Islet Cell Transplant - Just the Cells, Ma'am
- Concept: Minimally invasive procedure where islets are isolated from a donor pancreas and infused into the recipient's portal vein.
- Primary Indication: Type 1 diabetes with severe hypoglycemia unawareness and glycemic lability, despite optimal medical management.
- Mechanism: Islets lodge in the liver sinusoids, engraft, and secrete insulin directly into the portal circulation.
⭐ Exam Favorite: A major limitation is the need for a large islet mass, often requiring cells from 2 or more donor pancreata for a single recipient to achieve insulin independence.

High‑Yield Points - ⚡ Biggest Takeaways
- SPK transplant (Simultaneous Pancreas-Kidney) is the most common procedure for Type 1 diabetes with ESRD.
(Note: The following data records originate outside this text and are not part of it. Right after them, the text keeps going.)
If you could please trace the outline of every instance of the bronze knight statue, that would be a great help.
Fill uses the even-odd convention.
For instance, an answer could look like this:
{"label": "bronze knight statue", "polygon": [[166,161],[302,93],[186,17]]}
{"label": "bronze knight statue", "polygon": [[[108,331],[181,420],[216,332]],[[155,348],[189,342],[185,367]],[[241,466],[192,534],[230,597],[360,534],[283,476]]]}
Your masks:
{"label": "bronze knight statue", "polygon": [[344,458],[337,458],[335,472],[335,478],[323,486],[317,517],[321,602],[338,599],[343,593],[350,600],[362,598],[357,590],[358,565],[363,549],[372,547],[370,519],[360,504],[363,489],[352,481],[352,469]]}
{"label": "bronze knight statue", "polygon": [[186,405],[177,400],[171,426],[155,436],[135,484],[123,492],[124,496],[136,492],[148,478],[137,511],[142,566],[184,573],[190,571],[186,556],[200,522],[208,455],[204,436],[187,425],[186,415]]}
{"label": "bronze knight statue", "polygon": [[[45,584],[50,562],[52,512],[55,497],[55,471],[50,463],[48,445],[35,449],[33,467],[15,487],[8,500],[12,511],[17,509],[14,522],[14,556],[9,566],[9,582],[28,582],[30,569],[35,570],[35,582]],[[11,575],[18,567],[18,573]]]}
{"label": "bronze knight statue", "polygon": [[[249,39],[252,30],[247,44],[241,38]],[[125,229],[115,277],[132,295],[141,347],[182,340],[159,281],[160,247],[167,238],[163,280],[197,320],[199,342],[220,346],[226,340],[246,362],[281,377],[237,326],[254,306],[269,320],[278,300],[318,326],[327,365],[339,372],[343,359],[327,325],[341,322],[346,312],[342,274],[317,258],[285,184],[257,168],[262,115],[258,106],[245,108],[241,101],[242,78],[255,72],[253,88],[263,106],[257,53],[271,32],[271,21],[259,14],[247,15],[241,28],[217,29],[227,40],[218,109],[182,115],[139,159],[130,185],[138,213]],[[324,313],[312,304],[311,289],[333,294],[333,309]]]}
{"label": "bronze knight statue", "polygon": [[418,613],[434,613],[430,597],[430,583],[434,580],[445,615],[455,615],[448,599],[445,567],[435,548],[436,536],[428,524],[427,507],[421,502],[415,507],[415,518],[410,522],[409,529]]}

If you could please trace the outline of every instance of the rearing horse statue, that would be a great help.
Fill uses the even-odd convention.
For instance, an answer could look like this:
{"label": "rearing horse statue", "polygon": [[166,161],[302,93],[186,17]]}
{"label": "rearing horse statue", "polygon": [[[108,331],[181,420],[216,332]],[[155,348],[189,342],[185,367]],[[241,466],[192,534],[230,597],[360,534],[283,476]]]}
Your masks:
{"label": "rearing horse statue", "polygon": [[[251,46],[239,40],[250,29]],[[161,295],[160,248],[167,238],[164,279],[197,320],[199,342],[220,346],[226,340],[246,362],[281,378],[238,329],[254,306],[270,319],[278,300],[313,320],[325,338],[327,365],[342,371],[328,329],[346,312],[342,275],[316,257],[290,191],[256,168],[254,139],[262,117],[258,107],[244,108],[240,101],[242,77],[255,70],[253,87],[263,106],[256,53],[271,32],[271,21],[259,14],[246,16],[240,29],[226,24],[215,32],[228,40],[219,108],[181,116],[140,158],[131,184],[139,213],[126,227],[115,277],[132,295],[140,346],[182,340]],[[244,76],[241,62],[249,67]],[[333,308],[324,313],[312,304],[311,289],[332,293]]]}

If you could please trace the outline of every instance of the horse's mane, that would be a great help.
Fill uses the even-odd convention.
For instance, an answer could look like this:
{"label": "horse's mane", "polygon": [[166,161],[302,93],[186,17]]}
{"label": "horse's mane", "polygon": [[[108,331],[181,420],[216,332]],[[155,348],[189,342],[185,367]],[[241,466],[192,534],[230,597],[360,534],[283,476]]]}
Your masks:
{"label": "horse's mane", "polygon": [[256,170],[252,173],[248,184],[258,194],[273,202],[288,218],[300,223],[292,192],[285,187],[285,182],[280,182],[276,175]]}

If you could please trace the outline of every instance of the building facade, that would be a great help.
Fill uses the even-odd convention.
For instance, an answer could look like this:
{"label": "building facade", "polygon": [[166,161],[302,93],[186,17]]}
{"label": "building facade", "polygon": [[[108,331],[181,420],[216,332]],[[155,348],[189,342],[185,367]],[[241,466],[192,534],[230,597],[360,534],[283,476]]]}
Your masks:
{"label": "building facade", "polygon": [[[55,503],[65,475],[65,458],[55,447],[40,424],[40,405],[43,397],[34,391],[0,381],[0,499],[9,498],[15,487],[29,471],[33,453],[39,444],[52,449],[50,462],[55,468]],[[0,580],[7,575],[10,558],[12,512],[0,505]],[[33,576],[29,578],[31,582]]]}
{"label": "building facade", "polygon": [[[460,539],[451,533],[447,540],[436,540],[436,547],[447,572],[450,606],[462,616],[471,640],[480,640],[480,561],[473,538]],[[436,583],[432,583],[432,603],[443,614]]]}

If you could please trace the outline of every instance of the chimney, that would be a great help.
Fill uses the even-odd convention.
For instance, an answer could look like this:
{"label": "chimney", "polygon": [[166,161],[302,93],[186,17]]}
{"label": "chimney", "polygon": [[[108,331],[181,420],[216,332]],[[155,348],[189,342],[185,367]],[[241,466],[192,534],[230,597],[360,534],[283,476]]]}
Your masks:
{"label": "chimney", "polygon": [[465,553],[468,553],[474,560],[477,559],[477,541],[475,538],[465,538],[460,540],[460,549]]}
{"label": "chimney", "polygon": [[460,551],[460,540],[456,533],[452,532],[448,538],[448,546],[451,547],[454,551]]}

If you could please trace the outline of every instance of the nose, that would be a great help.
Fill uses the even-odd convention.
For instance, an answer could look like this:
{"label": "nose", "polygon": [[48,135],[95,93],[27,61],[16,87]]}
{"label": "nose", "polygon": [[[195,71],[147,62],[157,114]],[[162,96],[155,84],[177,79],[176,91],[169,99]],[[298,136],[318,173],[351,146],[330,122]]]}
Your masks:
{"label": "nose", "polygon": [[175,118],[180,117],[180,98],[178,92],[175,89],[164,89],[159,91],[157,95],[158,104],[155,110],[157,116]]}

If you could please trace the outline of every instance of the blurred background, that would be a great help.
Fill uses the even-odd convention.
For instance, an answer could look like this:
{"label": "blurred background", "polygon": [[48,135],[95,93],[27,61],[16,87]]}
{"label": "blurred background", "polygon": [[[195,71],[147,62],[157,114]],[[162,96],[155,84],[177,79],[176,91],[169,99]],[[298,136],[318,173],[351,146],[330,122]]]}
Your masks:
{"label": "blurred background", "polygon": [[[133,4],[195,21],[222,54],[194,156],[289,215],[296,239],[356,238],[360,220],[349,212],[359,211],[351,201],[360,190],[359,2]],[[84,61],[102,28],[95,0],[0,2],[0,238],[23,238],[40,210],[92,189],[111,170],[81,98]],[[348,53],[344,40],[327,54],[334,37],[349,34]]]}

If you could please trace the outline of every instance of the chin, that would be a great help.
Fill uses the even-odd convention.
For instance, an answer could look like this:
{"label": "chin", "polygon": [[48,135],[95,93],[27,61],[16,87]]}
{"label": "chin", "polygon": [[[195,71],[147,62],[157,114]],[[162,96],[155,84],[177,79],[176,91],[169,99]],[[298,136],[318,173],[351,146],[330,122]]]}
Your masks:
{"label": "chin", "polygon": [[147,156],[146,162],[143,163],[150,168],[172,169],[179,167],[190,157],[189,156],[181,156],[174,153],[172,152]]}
- Vascular thrombosis is the leading cause of early graft loss, especially in the first 24-48 hours.
- Enteric drainage is now preferred over bladder drainage to avoid metabolic acidosis and urologic complications.
- Acute rejection presents with rising serum amylase/lipase and hyperglycemia; biopsy is diagnostic.
- Lifelong triple-drug immunosuppression is mandatory, increasing risk for opportunistic infections like CMV.
- Islet cell transplantation is less invasive but offers lower rates of long-term insulin independence.